In campaign 2012, the Romney campaign and the Obama campaign both have to worry about driving the news rather than being driven by the news.

Yesterday's decision by a super PAC not to use Jeremiah Wright's past friendship with the president as an attack and the subsequent news coverage of that decision served as an excellent way to use Wright and President Obama's past friendship as an effective attack. In order to explain the non-decision, the media retold the unflattering story of their friendship.
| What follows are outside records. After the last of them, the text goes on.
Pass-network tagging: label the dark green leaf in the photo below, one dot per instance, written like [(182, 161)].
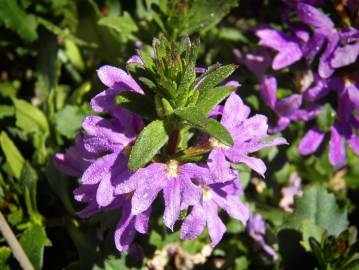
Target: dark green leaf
[(326, 118), (33, 241), (137, 103), (147, 145), (218, 131), (30, 118), (124, 25), (69, 120), (17, 19), (214, 78), (193, 116), (213, 97), (12, 154), (319, 207)]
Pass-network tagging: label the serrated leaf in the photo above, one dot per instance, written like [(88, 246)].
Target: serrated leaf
[(214, 78), (16, 19), (30, 118), (33, 241), (193, 116), (69, 120), (213, 97), (124, 24), (6, 111), (320, 207), (12, 154), (218, 131), (137, 103), (147, 145)]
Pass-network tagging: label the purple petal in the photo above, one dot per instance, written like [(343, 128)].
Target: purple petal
[(216, 228), (172, 198), (99, 169), (125, 231), (287, 57), (194, 224), (336, 148), (344, 56), (289, 105), (353, 142), (151, 184), (325, 69), (313, 46), (190, 193), (141, 221), (105, 191), (268, 91), (234, 111), (219, 167), (117, 79), (311, 141)]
There is such an appetite to move the 2012 campaign story every day that even a decision not to mount a particular ad campaign can be big news and send the campaigns scrambling.  More than ever, campaigns are faced with the challenge of how to constantly fill their news hole every day. If they don't fill it, others will fill it for them. There are multiple stories that emerge every day. The media are competitive and pretty smart, so they won't just republish the pablum offered daily by the campaigns.  The campaigns need to continually offer something fresh to stay on message, even when there is nothing fresh to offer.

This week, the campaigns had to comment on items out of their control, including several stray polls, the Facebook IPO and the Facebook billionaire who is taking his money and leaving his U.S. citizenship behind, JPMorgan's trading loss, California's budget woes, the John Edwards trial, something about Greece and the euro, and more.

How to find daily placement for a carefully crafted campaign message is very difficult. Obama had some success this week with the attack on Romney and Bain Capital, but even that story only lasted about half of a news cycle. In developing the narratives that they want, the campaigns are challenged by speed and clutter. Speed caused by unlimited media — from cable to Twitter — and clutter, the colorful stories that catch the attention of the media and voters like a bright shiny object.  Voters are bombarded by information. Some is true, some is not. They have to filter through it, consider how the news applies to themselves and try to form sensible opinions and fair conclusions.

In politics, more news is better than less news. It is impossible to argue otherwise. But 2012 will test the limits of what voters find useful in making decisions vs. what they find to be annoying and phony and what might give them a reason be turned off and decide to sit out the elections altogether.